Frankly, it is not as if the United States has enviable voter participation rates. In our 2007 report, Representational Bias in the 2006 Electorate, a majority (52%) of eligible Americans did not vote. Overrepresented in this segment of the electorate were young people, minorities and low income Americans - all highly mobile communities who are profoundly affected by voter ID requirements. And while people point to the convenient excuse of "voter apathy" to explain non-participation, the reality is that our study showed that Americans, once registered, turn out at a rate of a 71 percent.
That type of turnout would be reduced in states that impose voter ID requirements since more than 21 million U.S. citizens do not have current, valid photographic proof of ID, according to a poll by the Brennan Center for Justice at NYU School of Law. "Valid" ID in most cases must reflect the current address as listed in the voter's registration records. In 2006, more than four in 10 Americans reported having lived at their current address for less than five years.

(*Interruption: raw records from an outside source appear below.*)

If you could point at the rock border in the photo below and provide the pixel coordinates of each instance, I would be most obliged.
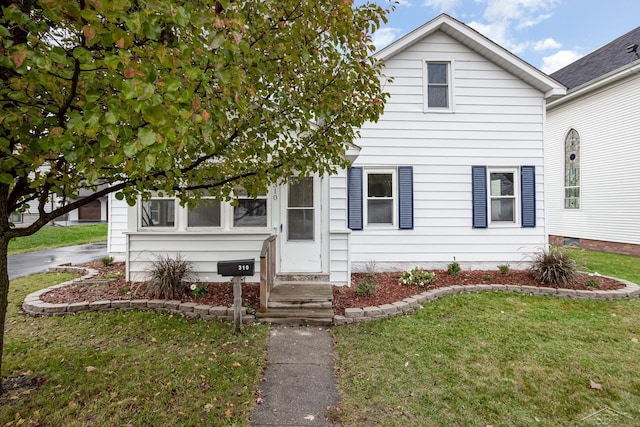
(34, 306)
(410, 304)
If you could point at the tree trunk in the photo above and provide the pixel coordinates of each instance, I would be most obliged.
(4, 295)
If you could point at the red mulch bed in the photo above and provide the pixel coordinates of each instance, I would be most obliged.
(388, 289)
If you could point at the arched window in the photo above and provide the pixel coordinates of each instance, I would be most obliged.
(572, 170)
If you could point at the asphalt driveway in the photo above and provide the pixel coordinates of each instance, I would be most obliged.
(38, 262)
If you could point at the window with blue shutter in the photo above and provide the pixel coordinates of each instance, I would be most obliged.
(479, 196)
(405, 197)
(354, 198)
(528, 196)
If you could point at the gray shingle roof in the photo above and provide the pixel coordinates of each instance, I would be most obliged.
(608, 58)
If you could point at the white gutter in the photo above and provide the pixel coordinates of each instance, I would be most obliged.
(596, 84)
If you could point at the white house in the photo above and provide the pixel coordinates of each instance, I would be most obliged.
(453, 170)
(592, 150)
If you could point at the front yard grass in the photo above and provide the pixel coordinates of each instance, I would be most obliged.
(497, 359)
(126, 368)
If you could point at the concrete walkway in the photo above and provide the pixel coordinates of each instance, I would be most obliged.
(299, 382)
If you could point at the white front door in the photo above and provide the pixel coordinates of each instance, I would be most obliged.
(300, 239)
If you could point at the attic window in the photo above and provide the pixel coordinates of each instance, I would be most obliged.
(437, 77)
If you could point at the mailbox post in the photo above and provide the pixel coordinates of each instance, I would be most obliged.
(237, 269)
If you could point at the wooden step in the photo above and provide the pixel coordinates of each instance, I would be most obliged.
(297, 294)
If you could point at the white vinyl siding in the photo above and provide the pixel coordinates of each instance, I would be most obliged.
(608, 121)
(498, 121)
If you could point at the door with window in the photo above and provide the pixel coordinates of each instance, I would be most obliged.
(300, 237)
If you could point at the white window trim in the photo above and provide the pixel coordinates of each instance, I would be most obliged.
(394, 197)
(516, 196)
(201, 227)
(176, 215)
(450, 80)
(230, 208)
(564, 172)
(181, 219)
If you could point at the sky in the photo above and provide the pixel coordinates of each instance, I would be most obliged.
(548, 34)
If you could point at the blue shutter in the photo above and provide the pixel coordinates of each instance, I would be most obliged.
(479, 196)
(405, 197)
(354, 198)
(528, 195)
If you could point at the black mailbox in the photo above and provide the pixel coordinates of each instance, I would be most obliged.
(242, 267)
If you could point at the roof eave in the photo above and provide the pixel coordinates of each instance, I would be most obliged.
(481, 44)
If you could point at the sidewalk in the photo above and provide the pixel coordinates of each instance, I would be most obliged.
(299, 380)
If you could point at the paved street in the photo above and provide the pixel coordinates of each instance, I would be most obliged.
(38, 262)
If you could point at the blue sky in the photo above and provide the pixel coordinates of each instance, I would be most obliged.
(548, 34)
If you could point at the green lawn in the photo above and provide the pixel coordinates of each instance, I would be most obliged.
(127, 368)
(54, 237)
(497, 359)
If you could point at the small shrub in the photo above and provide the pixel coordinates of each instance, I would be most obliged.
(198, 289)
(554, 267)
(167, 276)
(453, 269)
(366, 287)
(417, 277)
(592, 283)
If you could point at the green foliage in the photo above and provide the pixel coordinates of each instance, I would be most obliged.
(366, 286)
(555, 267)
(167, 276)
(198, 289)
(190, 98)
(417, 277)
(504, 269)
(453, 269)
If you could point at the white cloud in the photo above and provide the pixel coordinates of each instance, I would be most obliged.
(517, 10)
(441, 5)
(384, 36)
(558, 60)
(546, 44)
(498, 32)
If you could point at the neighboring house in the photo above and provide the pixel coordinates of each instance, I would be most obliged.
(592, 151)
(96, 211)
(453, 170)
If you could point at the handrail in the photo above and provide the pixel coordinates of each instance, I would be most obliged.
(267, 270)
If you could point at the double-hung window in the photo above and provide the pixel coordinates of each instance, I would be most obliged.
(380, 194)
(158, 213)
(502, 193)
(503, 196)
(205, 214)
(250, 212)
(379, 197)
(438, 91)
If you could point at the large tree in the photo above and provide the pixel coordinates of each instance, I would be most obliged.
(178, 96)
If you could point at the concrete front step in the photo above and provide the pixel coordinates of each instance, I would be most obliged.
(321, 316)
(302, 277)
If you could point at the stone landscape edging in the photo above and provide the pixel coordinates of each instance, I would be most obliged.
(34, 306)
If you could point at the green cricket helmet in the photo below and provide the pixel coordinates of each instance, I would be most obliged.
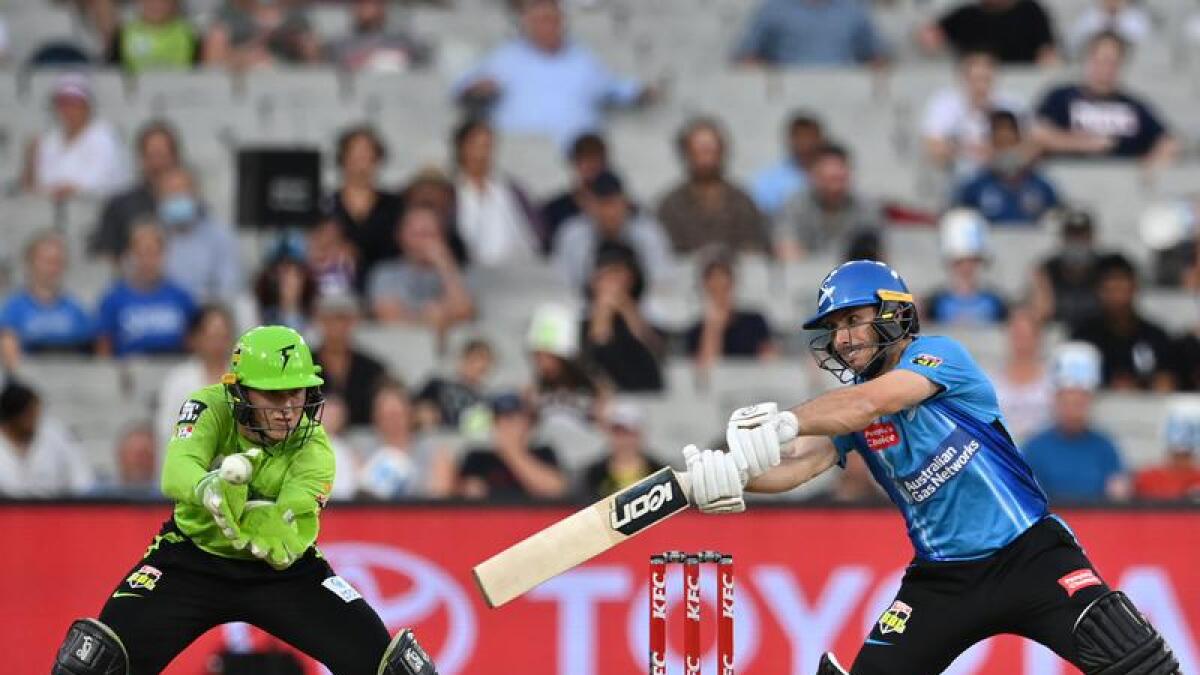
(273, 358)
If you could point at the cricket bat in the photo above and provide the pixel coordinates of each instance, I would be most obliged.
(582, 536)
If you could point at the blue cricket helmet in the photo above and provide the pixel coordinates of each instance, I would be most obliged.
(855, 285)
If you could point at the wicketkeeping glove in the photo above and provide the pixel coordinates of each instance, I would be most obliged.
(225, 501)
(717, 483)
(755, 434)
(271, 535)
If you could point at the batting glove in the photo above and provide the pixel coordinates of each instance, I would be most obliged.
(755, 435)
(717, 484)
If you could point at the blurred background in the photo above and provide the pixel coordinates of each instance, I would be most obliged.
(582, 232)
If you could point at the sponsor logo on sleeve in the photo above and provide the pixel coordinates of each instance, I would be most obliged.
(881, 436)
(895, 619)
(1078, 580)
(928, 360)
(647, 502)
(191, 411)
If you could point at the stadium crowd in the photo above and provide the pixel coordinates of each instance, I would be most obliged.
(415, 256)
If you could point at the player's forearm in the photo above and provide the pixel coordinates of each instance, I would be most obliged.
(837, 413)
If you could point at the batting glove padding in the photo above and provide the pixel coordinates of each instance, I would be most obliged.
(715, 481)
(755, 435)
(225, 501)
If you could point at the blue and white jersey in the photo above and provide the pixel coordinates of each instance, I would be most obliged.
(948, 463)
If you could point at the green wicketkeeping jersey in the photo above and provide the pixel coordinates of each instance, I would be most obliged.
(297, 478)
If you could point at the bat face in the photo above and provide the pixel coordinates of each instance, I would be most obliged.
(582, 536)
(647, 502)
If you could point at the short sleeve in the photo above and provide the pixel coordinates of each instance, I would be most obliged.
(845, 444)
(942, 362)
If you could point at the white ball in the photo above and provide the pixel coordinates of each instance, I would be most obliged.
(235, 470)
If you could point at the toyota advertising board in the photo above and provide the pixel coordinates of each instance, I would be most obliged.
(807, 580)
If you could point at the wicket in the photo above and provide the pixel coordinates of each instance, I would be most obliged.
(658, 586)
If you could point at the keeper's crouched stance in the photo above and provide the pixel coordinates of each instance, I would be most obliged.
(990, 557)
(240, 545)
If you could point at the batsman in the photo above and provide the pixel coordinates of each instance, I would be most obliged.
(249, 467)
(990, 557)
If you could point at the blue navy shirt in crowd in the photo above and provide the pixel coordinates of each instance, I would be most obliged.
(1133, 125)
(59, 324)
(948, 463)
(145, 322)
(982, 306)
(1007, 202)
(1073, 467)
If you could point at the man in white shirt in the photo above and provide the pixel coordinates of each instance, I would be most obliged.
(39, 457)
(955, 124)
(82, 155)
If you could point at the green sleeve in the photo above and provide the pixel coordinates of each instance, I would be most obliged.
(193, 444)
(310, 477)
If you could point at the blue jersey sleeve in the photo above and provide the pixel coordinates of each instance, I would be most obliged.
(946, 363)
(845, 446)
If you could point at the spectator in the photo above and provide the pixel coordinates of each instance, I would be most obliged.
(628, 460)
(1126, 18)
(964, 299)
(725, 330)
(432, 189)
(1023, 386)
(331, 258)
(545, 83)
(402, 466)
(609, 216)
(1071, 459)
(829, 214)
(333, 419)
(773, 186)
(144, 312)
(376, 46)
(443, 401)
(955, 126)
(1097, 118)
(43, 317)
(253, 34)
(561, 381)
(513, 467)
(1137, 352)
(1017, 31)
(348, 372)
(202, 254)
(160, 37)
(1065, 284)
(425, 286)
(367, 214)
(822, 33)
(157, 151)
(616, 336)
(496, 219)
(210, 336)
(589, 157)
(1009, 190)
(707, 208)
(39, 457)
(82, 155)
(137, 469)
(286, 290)
(1179, 477)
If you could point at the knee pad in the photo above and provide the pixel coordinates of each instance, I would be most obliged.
(1115, 639)
(91, 649)
(829, 665)
(403, 656)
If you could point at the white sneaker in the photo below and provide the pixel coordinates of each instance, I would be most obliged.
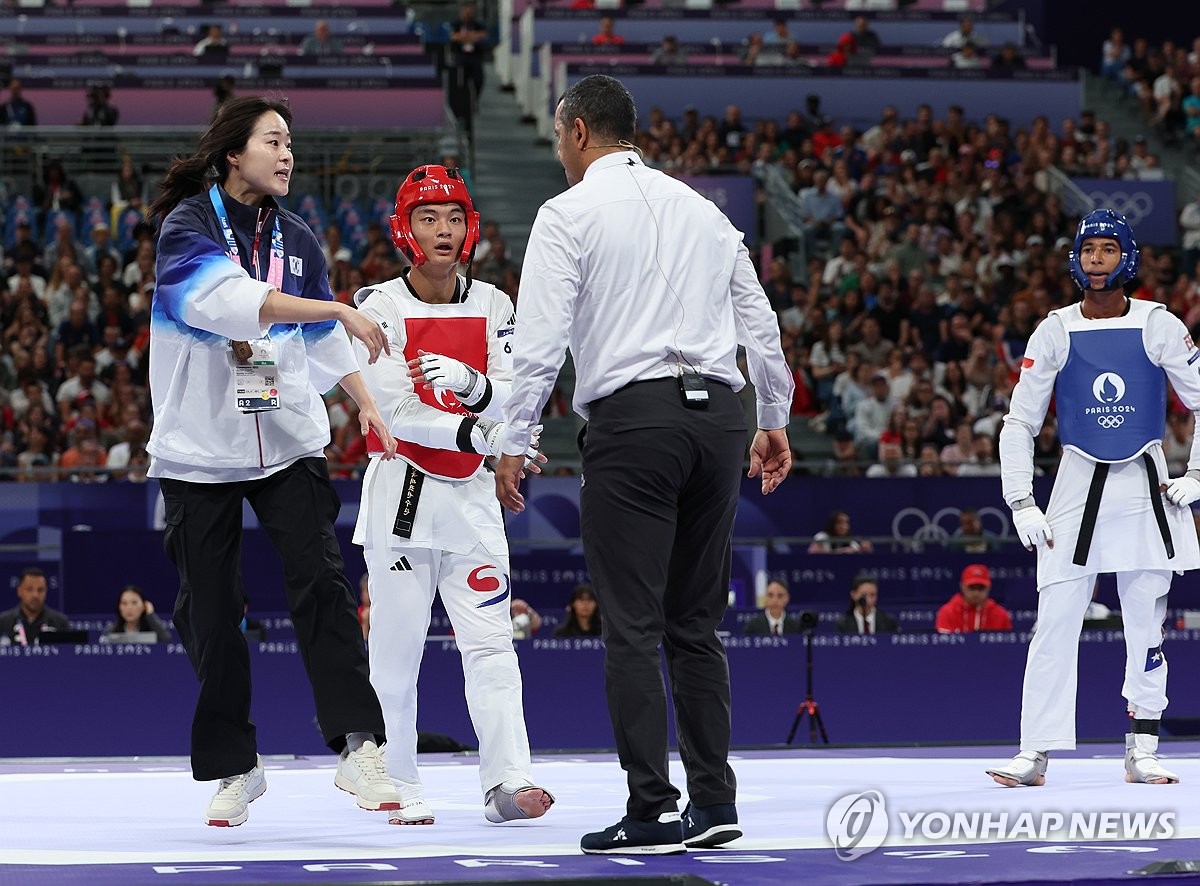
(1026, 768)
(229, 806)
(1141, 761)
(413, 812)
(364, 773)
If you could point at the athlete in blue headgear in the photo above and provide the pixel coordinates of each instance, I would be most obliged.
(1107, 360)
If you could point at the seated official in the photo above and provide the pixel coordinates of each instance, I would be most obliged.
(582, 614)
(774, 620)
(25, 624)
(863, 616)
(135, 615)
(971, 609)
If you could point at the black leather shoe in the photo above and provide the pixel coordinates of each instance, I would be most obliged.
(635, 837)
(705, 826)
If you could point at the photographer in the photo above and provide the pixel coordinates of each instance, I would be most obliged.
(862, 616)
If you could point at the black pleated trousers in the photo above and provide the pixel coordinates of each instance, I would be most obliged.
(297, 507)
(660, 490)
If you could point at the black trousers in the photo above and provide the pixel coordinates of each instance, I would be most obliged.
(297, 507)
(660, 490)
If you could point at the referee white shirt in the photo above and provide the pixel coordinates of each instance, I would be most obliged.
(641, 276)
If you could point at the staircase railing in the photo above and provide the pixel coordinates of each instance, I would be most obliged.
(1074, 199)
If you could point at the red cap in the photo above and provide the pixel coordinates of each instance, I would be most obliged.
(977, 574)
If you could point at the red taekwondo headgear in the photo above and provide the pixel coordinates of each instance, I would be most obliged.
(431, 184)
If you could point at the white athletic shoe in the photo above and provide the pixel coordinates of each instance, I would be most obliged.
(364, 773)
(229, 806)
(413, 812)
(501, 802)
(1141, 761)
(1026, 768)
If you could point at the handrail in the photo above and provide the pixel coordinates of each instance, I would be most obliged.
(334, 162)
(1074, 199)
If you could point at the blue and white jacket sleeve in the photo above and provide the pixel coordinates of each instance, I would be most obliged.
(327, 343)
(199, 286)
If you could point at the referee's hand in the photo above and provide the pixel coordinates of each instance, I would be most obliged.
(771, 456)
(509, 471)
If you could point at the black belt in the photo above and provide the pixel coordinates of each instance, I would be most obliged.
(1092, 509)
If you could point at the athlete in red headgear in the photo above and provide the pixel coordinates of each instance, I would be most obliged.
(429, 521)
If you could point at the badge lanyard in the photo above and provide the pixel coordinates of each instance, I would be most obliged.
(256, 385)
(275, 269)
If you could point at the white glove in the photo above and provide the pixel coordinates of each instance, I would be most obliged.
(1032, 526)
(534, 444)
(441, 371)
(1183, 490)
(485, 436)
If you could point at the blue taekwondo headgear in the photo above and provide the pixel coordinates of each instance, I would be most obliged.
(1108, 223)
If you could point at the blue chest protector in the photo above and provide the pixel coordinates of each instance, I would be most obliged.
(1111, 400)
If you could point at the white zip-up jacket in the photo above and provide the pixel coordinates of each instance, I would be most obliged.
(202, 300)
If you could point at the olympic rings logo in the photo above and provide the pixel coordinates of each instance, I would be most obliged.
(1134, 207)
(913, 524)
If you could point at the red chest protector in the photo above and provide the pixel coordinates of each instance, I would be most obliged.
(463, 339)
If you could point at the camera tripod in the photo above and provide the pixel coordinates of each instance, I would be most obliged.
(809, 706)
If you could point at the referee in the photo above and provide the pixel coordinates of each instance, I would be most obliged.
(653, 291)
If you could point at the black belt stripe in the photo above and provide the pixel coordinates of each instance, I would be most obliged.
(1156, 501)
(406, 514)
(1091, 510)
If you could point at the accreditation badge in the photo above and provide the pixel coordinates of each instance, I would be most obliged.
(256, 384)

Furthermore, a 2006 study commissioned by the Election Assistance Commission found a 2.9% decrease in turnout overall in states that require photo ID and a 2.7% decrease in states that required documentary ID compared to states that require voters to give their names, according to a 2007 Project Vote report.
Ultimately, voter ID laws inhibit voters who already face barriers such as high mobility rates that require them to update voter registration and identification information. In order to help facilitate the voting rights of these voters and maintain the integrity of elections by prohibiting illegal voting, the responsibility needs to not only be put on the voter who must show up and vote, but also on the design of the election system as a whole.
The Wisconsin publication, La Crosse Tribune makes just this point in a recent editorial cautioning against the adoption of voter ID laws in the wake of stories about voter registration workers getting caught defrauding their employer and the state by attempting to get paid for submitting false voter registration forms. Indeed, the editors applauded the state's new voter registration system, touting it as a more efficient method of keeping ineligible voters off the rolls.
"While some people argue that the case underscores the need for a photo ID requirement before one is allowed to vote, that would be an over-reaction that could end up disenfranchising older and low-income voters who lack such identification."
The editorial continues: "It would make more sense to use the new federally mandated voter registration systems [Help America Vote Act-required voter list maintenance procedures is what they mean. -ed] to screen for nonqualified voters - rather than risk disenfranchising large numbers of people with a photo ID program."
In a democracy with more than 200 million eligible citizens, the burden of ensuring free and fair elections cannot be born solely by the individual voter. The government, which controls all aspects of elections and therefore the means by which Americans exercise their foundational democratic right, must also work to create an electoral system that lowers barriers to participation and ensures the efficient implementation of procedures that allow all eligible citizens to register, cast a ballot, and have that ballot counted.